The University of Minnesota
Formed in 2007, the University of Minnesota’s Institute on the Environment works to formulate comprehensive solutions to intractable environmental challenges facing Minnesota and the country at large. The Institute focuses on applied interdisciplinary research that drives discoveries not for the sake of new knowledge, but to help tackle a wide range of environmental problems. By partnering with corporations, nonprofits, global NGOs, and municipalities, the Institute can create and widely disseminate solutions to environmental challenges – magnifying the impact of its work. Such partnerships have yielded environmental legislation, industry-leading commitments to reduce greenhouse-gas emissions, and new sustainability standards. The Institute supports the work of 113 affiliate scholars across the University of Minnesota System and has funded more than 600 projects. The Institute’s researchers have published groundbreaking work in leading scholarly journals on methods of sustainable food production, capturing the economic value of ecosystem services, and preventing the loss of biodiversity.

The University of Louisville
The University of Louisville’s Human Rights Advocacy Program works to advance the human rights of immigrants, refugees, and non-citizens through a program in the university’s Brandeis School of Law. Established in 2014, the program uses admissions-based fellowships, faculty and student interest, as well as a public service requirement to assemble a community of activists, researchers, and leaders to generate scholarship that responds to the urgent need for legal outreach in the undocumented immigrant community. The program undertook an assessment to identify legal needs and address hurdles to ensuring immigrants’ human rights, such as language barriers and educational access. The human rights center studied each issue and published reports documenting compliance gaps in language and educational access. The program also produced training videos to improve compliance in these areas. The research agenda was developed working collaboratively with broad constituents of the community and ongoing communications.

University of South Carolina
University of South Carolina’s PASOs program drives improvements in health and early childhood outcomes in Latino communities across the state. The program was developed in 2005 after a graduate student research project within the College of Social Work showed that Latino health disparities were not being adequately addressed.
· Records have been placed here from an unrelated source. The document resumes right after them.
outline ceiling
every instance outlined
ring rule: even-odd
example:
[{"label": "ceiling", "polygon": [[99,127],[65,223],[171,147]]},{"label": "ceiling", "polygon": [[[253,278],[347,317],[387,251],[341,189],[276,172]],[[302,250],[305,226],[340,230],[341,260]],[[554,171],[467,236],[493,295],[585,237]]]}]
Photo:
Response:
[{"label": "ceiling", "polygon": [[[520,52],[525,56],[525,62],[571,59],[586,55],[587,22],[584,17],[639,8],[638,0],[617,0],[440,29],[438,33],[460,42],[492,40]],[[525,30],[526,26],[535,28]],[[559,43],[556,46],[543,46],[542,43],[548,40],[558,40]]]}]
Beginning in 2008, the university established a formal partnership with PASOs, supported by a variety of university resources. Crucially, the PASOs program was developed for, with, and by the underserved Latino population it assists and the program collaborates with 180 community and organizational partners throughout the state. PASOs reduces cultural and linguistic barriers by providing culturally competent services that reach over 8,500 Latino women and children each year. PASOs has garnered local, state and national recognition for its researched-based model by demonstrating how co-created solutions can directly be connected to community contexts. PASOs also integrates the University’s teaching, research, and service missions by connecting faculty and students to communities. To date, PASOs resulted in five peer-reviewed journal, publications, two current community-based participatory research projects, several articles currently pending for publication.